Module 7: Financial Statement Analysis
The Importance of Keeping Business Records
- Before an entrepreneur can prepare accounting entries and financial statements, he or
should first appreciate why these are needed in the first place. The truth is that from the
day an entrepreneur chose to engage in a business, all his or her transactions related to
the business should be recorded. The entrepreneur must understand that his or her
personal transaction must be separate and distinct from his or her business
transactions. This is where the accounting concept of "separate entity" comes in, where
the business is a separate and distinct personality from the business owner.

Actual Record Keeping and Bookkeeping for Business


- Most budding entrepreneurs do not instantly have an accountant or a bookkeeper to
manage the accounting records of the business because it is costly to hire one. Also,
because accounting is also a management function where the entrepreneur should be
fully skilled and aware of, the entrepreneur is usually the accountant/bookkeeper at the
onset. When the business grows, the entrepreneur can now hire an accountant or a
bookkeeper, so that he or she can focus more on other important management
functions. This, however, does not relieve the entrepreneur of his or her responsibilities
of overseeing the accounting books of the business and making sure they are accurate
and follow the generally accepted accounting principles. In this scenario, the
entrepreneur becomes the checker in the "maker-checker" accounting concept, where
the checker should ensure that the maker did his or her accounting right.

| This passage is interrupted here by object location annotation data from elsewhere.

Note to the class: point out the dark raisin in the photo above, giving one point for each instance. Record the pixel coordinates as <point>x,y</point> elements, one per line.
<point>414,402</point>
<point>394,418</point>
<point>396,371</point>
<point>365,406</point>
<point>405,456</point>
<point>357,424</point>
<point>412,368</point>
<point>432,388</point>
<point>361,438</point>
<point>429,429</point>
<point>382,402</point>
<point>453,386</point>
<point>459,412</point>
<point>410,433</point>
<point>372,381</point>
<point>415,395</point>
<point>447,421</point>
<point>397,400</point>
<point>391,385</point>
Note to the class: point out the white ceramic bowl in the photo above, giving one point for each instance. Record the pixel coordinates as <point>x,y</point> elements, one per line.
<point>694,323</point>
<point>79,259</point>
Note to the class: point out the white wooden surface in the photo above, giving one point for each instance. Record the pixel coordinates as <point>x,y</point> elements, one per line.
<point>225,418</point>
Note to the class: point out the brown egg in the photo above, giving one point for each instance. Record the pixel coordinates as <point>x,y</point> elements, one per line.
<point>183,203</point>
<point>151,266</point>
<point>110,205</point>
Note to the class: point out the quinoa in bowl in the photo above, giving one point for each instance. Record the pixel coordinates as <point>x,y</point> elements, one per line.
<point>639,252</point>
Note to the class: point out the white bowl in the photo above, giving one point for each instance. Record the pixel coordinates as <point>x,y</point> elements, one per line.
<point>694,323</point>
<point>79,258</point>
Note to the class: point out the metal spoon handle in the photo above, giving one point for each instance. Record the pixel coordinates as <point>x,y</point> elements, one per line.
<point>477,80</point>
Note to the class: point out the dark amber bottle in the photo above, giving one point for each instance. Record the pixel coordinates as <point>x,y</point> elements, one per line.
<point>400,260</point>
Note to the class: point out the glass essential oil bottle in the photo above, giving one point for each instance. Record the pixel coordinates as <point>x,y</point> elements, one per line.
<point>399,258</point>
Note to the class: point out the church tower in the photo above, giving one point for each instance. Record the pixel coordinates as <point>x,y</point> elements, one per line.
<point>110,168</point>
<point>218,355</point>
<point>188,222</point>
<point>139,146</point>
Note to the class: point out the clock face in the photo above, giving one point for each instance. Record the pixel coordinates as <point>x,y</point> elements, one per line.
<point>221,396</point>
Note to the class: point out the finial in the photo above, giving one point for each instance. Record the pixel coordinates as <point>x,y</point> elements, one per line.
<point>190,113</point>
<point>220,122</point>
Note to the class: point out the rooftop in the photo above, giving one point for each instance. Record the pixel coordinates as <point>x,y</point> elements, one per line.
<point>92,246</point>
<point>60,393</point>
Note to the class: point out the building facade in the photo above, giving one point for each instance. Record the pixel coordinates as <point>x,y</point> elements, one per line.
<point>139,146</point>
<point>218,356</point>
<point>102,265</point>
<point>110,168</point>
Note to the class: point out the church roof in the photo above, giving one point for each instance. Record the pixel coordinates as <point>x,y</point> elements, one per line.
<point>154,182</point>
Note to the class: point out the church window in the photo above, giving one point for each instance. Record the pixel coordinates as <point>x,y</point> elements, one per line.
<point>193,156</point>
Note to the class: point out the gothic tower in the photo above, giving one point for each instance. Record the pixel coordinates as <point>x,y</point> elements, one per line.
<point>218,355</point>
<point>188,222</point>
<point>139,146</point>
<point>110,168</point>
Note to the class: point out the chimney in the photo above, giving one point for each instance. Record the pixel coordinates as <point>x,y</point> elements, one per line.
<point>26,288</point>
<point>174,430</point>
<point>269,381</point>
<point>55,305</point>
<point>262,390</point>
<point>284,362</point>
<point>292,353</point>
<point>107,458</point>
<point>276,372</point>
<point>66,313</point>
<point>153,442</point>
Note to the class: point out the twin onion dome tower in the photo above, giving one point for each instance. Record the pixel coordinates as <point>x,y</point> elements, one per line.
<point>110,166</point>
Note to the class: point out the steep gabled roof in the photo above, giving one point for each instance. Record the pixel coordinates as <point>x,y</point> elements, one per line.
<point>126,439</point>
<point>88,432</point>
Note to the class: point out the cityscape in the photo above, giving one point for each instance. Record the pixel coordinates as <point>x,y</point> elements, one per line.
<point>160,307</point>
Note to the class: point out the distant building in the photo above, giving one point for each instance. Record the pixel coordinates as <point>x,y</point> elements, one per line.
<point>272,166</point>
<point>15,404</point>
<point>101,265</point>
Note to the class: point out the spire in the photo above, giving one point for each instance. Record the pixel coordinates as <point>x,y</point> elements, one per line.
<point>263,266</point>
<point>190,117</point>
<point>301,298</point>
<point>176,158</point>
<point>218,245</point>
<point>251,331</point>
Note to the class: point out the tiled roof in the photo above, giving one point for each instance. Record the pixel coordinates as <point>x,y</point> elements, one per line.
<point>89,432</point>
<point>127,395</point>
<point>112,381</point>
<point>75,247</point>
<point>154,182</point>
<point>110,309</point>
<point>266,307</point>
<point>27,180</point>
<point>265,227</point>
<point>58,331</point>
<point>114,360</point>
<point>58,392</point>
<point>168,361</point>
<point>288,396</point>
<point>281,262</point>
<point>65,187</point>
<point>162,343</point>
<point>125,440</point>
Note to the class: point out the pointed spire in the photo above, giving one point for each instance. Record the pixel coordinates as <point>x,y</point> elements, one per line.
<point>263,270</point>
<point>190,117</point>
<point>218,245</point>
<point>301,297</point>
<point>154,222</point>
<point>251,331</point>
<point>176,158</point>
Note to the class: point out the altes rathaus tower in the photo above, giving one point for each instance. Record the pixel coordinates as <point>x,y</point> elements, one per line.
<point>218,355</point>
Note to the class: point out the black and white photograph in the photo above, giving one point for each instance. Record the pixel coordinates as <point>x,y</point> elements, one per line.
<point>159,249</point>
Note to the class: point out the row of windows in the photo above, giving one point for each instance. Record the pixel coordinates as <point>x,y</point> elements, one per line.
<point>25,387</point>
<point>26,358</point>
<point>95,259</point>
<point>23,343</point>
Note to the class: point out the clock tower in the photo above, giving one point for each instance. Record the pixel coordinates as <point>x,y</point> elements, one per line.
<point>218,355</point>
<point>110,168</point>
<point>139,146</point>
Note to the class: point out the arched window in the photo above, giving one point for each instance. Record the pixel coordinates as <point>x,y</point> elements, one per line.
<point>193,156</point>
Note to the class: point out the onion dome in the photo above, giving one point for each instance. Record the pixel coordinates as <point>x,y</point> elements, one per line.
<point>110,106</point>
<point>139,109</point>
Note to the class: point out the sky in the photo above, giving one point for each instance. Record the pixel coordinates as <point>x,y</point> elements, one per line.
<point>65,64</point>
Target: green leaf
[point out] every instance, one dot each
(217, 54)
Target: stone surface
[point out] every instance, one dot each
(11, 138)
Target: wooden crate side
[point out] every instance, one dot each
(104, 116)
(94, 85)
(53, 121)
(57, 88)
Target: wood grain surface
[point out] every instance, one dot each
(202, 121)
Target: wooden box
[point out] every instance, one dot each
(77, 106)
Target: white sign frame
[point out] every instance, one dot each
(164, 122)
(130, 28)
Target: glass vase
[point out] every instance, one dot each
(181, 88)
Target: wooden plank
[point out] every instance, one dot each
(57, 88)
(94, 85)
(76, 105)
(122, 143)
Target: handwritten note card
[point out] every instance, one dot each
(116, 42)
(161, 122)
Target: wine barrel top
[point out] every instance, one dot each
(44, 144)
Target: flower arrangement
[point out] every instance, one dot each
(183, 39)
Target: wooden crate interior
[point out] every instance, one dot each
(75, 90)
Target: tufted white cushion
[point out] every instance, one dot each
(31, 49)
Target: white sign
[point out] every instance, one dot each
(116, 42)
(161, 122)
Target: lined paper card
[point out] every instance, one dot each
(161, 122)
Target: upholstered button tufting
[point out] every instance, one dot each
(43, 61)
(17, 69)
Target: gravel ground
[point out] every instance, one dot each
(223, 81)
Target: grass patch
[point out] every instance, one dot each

Step 1: Prepare the accounting entries either manually or by using an Excel sheet.
Step 2: Calculate the balance of each account using a T-account or an Excel sheet.
Step 3: Prepare the income statement and calculate the net profits of the business.
Step 4: Prepare a balance sheet and ensure that the equation is balanced.
Step 5: Prepare a cash flow statement that summarizes the whereabouts of cash. The
entrepreneur must ensure that he or she will not run out of cash in the course of the business.

Gross Profit
-What is gross profit? Gross profit is the profit a business makes after subtracting all the
costs that are related to manufacturing and selling its products or services. You can
calculate gross profit by deducting the cost of goods sold (COGS) from your total sales.
Current Ratio
- The current ratio describes the relationship between a company's assets and liabilities.
So, a higher ratio means the company has more assets than liabilities. For example, a
current ratio of 4 means the company could technically pay off its current liabilities four
times over.

Formula of ROI
- Profit / Cost of Investment (x) 100%

Debit & Credit


- A debit is an accounting entry that either increases an asset or expense account, or
decreases a liability or equity account. It is positioned to the left in an accounting entry.
A credit is an accounting entry that either increases a liability or equity account, or
decreases an asset or expense account. It is positioned to the right in an accounting
entry.

Equity Ratio
- Equity Ratio = Shareholder's Equity / Total Asset It appears as the owner's or
shareholders' equity on the corporate balance sheet's liability side. read more, retained
earnings, It is shown as the part of owner's equity in the liability side of the balance
sheet of the company.

Return Assets
- What Is Return on Assets (ROA)? Return on assets is a profitability ratio that provides
how much profit a company can generate from its assets. In other words, return on
assets (ROA) measures how efficient a company's management is in earning a profit
from their economic resources or assets on their balance sheet. The return on total
assets ratio is calculated by dividing a company's earnings after tax by its total assets.
Total assets are equal to the sum of the shareholders' equity and the company's debt.
This value is found on the company's balance sheet.